This is a follow up on Potential Energy in General Relativity. In Einstein's theory of gravity, contributions due to gravitational field on dynamics of system come from the geometry (metric $g_{\mu\nu}$) of space-time alone. The standard argument for this non-local behavior of gravitational energy is due to the principle of equivalence.
We can regard Newtonian potential energy as a fraction of conserved relativistic kinetic energy along a geodesic.
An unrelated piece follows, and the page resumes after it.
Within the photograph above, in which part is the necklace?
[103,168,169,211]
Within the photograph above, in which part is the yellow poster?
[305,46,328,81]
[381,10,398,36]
Example: The conserved energy of test particle along timelike geodesics in a Schwarzschild background is given by $$E=m\left(1-\frac{2M}{r}\right)\frac{dt}{d\tau}$$ In Newtonian regime we can recover the familiar non-relativistic energy $\frac{1}{2}mv^2-\frac{Mm}{r} $ by neglecting all $O(1/c^2)$ terms in $E$. Similarly, can we recover a local description of gravitational self energy density ($-\frac{1}{8\pi G}\vec{g}.\vec{g}$) by approximating Einstein's equations in non-relativistic limit ? Are there well defined geometrical entities, which can give a measure of gravitational self energy?
Initially I wanted to start from a relativistic description of gravitational work, since in the Newtonian limit the total self energy is essentially the total work done by gravitational field in assembling a given distribution of mass (density $\rho$) quasi-statically : $$W=\frac{1}{2}\int \rho(r)\Phi(r)d^3r=-\frac{1}{8\pi G}\int\vec{g}.\vec{g}d^3r$$ where $\vec{g}=-\vec{\nabla}\Phi$. Since the gravitational force is fictitious in Einstein's theory, I am not sure if we can formulate a well defined notion of gravitational work. It seems that a relativistic description of gravitational work (if exists) can help us understand the idea of self energy.